This whole statement is full of lies and bullshit but I wanted to pull this one out. That does not, in fact, seem to have been the ambition. The ambition was to more or less sell the company to the Saudis.

I understand that the worst part of the statement is his acting like layoffs are just a thing that happen and that happen to everyone in the company while his job and the jobs of his cronies are safe (and they've extracted enough cash they don't even need those jobs) but other people's lives are upended because they're just figures on a computer screen to him.

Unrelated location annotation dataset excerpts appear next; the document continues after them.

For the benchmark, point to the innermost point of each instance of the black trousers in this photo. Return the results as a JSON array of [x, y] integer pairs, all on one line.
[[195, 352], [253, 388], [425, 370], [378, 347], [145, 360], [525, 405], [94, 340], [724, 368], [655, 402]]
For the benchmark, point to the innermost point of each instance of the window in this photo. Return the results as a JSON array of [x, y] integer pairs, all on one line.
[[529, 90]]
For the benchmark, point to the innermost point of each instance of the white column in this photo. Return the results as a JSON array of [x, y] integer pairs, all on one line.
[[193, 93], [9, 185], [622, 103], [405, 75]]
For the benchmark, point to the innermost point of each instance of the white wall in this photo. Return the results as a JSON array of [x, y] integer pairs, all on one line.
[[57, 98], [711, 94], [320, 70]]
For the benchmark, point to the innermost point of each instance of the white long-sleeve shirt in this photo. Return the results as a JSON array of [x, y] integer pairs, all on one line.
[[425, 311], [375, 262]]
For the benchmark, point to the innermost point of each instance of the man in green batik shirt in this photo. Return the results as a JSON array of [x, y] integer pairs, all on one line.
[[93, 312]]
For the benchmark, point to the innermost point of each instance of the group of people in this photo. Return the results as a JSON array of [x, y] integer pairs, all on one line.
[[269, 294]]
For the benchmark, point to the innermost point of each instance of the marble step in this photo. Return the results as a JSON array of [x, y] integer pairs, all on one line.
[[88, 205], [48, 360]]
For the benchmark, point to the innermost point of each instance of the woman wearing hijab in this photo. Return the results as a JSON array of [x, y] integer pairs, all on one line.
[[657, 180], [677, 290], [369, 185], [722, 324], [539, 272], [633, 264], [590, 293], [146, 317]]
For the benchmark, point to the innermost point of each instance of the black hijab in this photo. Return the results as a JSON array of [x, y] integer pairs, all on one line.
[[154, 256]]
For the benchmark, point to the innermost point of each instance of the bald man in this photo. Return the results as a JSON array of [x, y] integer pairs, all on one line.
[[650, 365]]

But to me almost is bad is all the lying. A lot of people were questioning the long term planning of Embracer Group while all this was happening. We were confused as to how they expected to make money off all these AA games (which is mostly what they make) while everyone else was exiting this business. We wondered if they had some secret sauce of keeping costs down or finding an underserved marketing niche or whatever. And they (meaning the talented people getting laid off, not the worthless executives) did put out some pretty good products, including remakes like the Destroy all Humans games and Battle for Bikini Bottom. I was actually excited to see that someone had cracked the AA formula again (to be fair companies like Annapurna and Focus Entertainment actually seem to have done so.)

And they hadn't. It was a house of cards designed to appeal to the House of Saud. And here's this guy just spouting a bunch of lies about how they were focused on organic growth blah blah blah and overinvestment happened and it's all so passive and...

If all this stuff just happened then what were you doing as CEO, my guy, and why do you deserve to remain in that position?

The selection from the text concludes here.